Diante disso deixarei uma simples dica ao caro leitor, quando você com seu instinto discriminatório cismar de ter uma opinião a respeito do próximo, que seja no mínimo um conceito formado depois de um conhecimento mais dotado de proeminência, e não um tolo pré-conceito sem embasamento algum, apenas um reflexo cego de seus próprios erros, defeitos e frustrações, que por hora refletem nos espelhos internos do eu.

Bruno Roger - Coordenador Executivo do Grupo COEXISTA

quinta-feira, 25 de outubro de 2007

“TODOS IGUAIS, TÃO DESIGUAIS, UNS MAIS IGUAIS QUE OS OUTROS...”

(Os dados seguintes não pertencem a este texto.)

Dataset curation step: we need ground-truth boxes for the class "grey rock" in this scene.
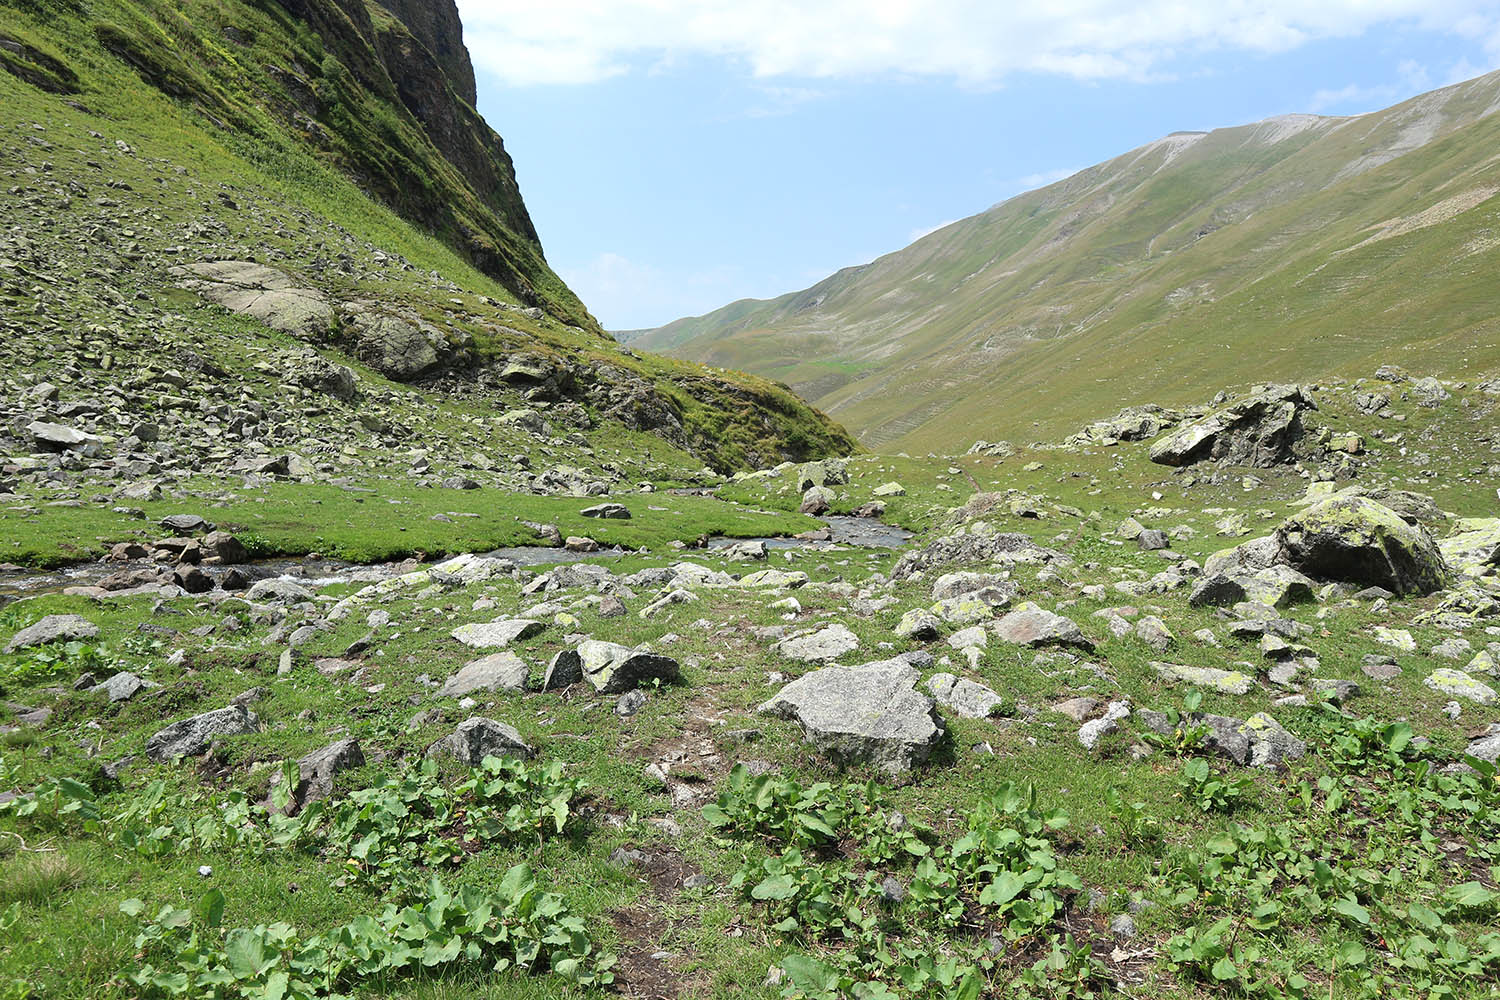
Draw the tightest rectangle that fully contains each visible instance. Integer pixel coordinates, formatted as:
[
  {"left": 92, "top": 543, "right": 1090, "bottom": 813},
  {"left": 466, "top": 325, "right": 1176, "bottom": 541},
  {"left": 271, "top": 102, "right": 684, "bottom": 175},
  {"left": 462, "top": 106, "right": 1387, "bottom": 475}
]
[
  {"left": 1149, "top": 384, "right": 1315, "bottom": 468},
  {"left": 758, "top": 658, "right": 945, "bottom": 774},
  {"left": 161, "top": 514, "right": 210, "bottom": 534},
  {"left": 1308, "top": 678, "right": 1359, "bottom": 704},
  {"left": 90, "top": 671, "right": 159, "bottom": 703},
  {"left": 775, "top": 624, "right": 859, "bottom": 662},
  {"left": 581, "top": 502, "right": 631, "bottom": 519},
  {"left": 28, "top": 420, "right": 103, "bottom": 454},
  {"left": 542, "top": 649, "right": 584, "bottom": 690},
  {"left": 1423, "top": 668, "right": 1496, "bottom": 705},
  {"left": 146, "top": 705, "right": 258, "bottom": 761},
  {"left": 425, "top": 717, "right": 533, "bottom": 765},
  {"left": 615, "top": 690, "right": 648, "bottom": 717},
  {"left": 576, "top": 640, "right": 681, "bottom": 694},
  {"left": 450, "top": 618, "right": 544, "bottom": 649},
  {"left": 244, "top": 579, "right": 314, "bottom": 605},
  {"left": 173, "top": 260, "right": 335, "bottom": 340},
  {"left": 994, "top": 605, "right": 1094, "bottom": 652},
  {"left": 1137, "top": 529, "right": 1169, "bottom": 551},
  {"left": 439, "top": 651, "right": 529, "bottom": 697},
  {"left": 353, "top": 313, "right": 439, "bottom": 379},
  {"left": 4, "top": 614, "right": 99, "bottom": 653},
  {"left": 895, "top": 609, "right": 941, "bottom": 641},
  {"left": 1277, "top": 496, "right": 1449, "bottom": 596},
  {"left": 926, "top": 672, "right": 1004, "bottom": 718},
  {"left": 276, "top": 738, "right": 364, "bottom": 813},
  {"left": 1136, "top": 709, "right": 1305, "bottom": 768}
]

O Brasil, atualmente possui uma condição demográfica, econômica e social que o coloca entre os mais importantes países do mundo contemporâneo. Em pouco mais de um século, transformamos uma economia agrícola e subdesenvolvida em um país urbano-industrial, uma potência mundial com grande geração de riqueza e renda. Contudo, os grandes avanços obtidos no processo de desenvolvimento, não acabaram, e muitas vezes acentuaram as extremas disparidades sociais existentes na nossa sociedade.
O Nosso país é gigantesco, porém, maior do que sua extensão territorial são as imensas desigualdades, fruto da nossa historia e muitas vezes justificadas por preconceitos que ainda persistem no cotidiano da população brasileira. Podemos, para problematizar, utilizar os indicadores sócio-econômicos de brancos e negros, homens e mulheres, como exemplos da intolerância e do preconceito, que marcam profundamente a nosso país.
Apesar disso, setores da sociedade brasileira continuam negando a existência do racismo (cor/etnia), machismo (gênero), a homofobia (orientação sexual e afetiva), preconceito contra pessoas com necessidades especiais, vulnerabilidade social, como condições socioeconômicas, idosos, jovens, etc... e principalmente a necessidade urgente de enfrentá-los, para promoção de uma sociedade eqüitativa.
Por tudo isto, um grupo de pessoas inconformadas com a realidade, se uniu na tentativa de criação de meios de fomento e promoção da dignidade humana, constituindo o COEXISTA - Grupo de Consciência Existencial e Coletiva.
Nossa logomarca é inspirada na criação do artista polonês Piotr Mlodozeniec que utiliza a lua, símbolo do Islamismo, a estrela de Davi do Judaísmo, a cruz do Cristianismo, formando a palavra COEXIST, além do Yin-Yang do Taoísmo e símbolo do Anarquismo, representando a convivência pacifica de diferentes visões de mundos, cultura da paz, quebra da lógica de intolerância e desrespeito à diversidade.
O grupo se originou em Contagem no ano de 2005 e hoje possui militantes em vários municípios mineiros. O COEXISTA está se estruturando como uma ONG e sua atuação está pautada na criação de metodologias inovadoras que fomentem a conscientização, a luta pela equidade, debatendo o papel individual e coletivo do ser humano.